To avoid politicizing the recent issue of potential vacancies on the Constitutional Court, it is necessary to consider a neutral example.
Suppose six justices must recuse themselves from a specific case, and only nine justices remain for deliberation. With the two-thirds approval threshold proposed by Weng — while keeping the existing definition of the base number of justices — the ruling would require approval from at least six justices to pass.
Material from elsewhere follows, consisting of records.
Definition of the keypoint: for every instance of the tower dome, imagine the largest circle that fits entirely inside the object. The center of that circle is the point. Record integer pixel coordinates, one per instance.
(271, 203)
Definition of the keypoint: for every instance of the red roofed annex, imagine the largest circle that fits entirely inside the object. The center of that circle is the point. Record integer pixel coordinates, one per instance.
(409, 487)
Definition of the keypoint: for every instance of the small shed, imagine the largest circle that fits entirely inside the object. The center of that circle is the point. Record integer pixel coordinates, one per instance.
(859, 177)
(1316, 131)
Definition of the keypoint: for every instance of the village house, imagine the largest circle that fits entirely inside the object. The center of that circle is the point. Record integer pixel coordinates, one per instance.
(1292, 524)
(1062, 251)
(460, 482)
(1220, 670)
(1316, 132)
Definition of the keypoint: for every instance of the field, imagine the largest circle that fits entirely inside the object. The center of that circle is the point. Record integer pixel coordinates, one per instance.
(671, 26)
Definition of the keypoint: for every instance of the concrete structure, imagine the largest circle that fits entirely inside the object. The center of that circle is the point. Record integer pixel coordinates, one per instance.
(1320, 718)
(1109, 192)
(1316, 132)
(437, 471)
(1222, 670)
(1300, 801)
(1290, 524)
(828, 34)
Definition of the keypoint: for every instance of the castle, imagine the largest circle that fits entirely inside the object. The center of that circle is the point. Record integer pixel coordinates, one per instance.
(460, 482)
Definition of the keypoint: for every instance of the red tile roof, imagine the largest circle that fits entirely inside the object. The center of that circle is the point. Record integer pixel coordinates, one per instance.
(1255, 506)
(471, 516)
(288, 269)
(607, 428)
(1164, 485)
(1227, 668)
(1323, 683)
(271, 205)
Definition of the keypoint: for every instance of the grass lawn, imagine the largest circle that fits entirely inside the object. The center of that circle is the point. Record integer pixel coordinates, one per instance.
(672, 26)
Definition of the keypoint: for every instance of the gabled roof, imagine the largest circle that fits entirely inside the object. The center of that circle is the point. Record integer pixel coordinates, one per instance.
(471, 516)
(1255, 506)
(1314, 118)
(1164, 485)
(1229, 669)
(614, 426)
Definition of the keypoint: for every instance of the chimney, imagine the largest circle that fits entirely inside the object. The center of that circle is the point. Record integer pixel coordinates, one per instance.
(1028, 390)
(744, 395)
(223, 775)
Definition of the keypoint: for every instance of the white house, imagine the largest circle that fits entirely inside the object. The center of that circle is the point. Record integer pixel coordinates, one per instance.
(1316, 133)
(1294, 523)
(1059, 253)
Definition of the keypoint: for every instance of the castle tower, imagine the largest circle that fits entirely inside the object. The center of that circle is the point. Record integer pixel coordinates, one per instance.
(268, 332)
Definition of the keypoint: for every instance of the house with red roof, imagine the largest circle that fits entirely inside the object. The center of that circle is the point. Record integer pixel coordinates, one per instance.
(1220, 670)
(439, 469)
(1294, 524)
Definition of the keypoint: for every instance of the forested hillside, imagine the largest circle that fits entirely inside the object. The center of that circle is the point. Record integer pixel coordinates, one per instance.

This raises a problem with the amendment, but still leaves room for discussion.
However — in keeping with the above example — if the number of incumbent justices is redefined to be 15, then the two-thirds threshold would require approval from a minimum of 10 justices.
However, the issue would be that there are only nine justices on the quorum.
So, under Weng’s amendments, this situation would render it impossible to pass a ruling.
This raises significant doubts as to whether the protection of citizens’ rights to seek litigation would be undermined, or their constitutional right to seek judicial remedies hindered.
Furthermore, if only five justices recuse themselves from deliberation of a case, then unanimous agreement from the participating 10 judges would be required to issue a ruling.
This situation leads to the conclusion that a constitutional ruling would require a complete consensus of the justices.
Is this an acceptable outcome?
I fear it could become a global spectacle.
In other words, redefining the base number of incumbent justices to 15 means that the approval threshold would constantly change depending on the number of justices present for different cases.
This could lead to situations where unanimous approval is necessary, or where no ruling could be made at all.
This would ultimately undermine the credibility of the Constitutional Court and contradict the amendment’s original intent.
It could even go so far as to inhibit normal judicial function.
Therefore, the current provision defining the base number of incumbent justices should not be changed.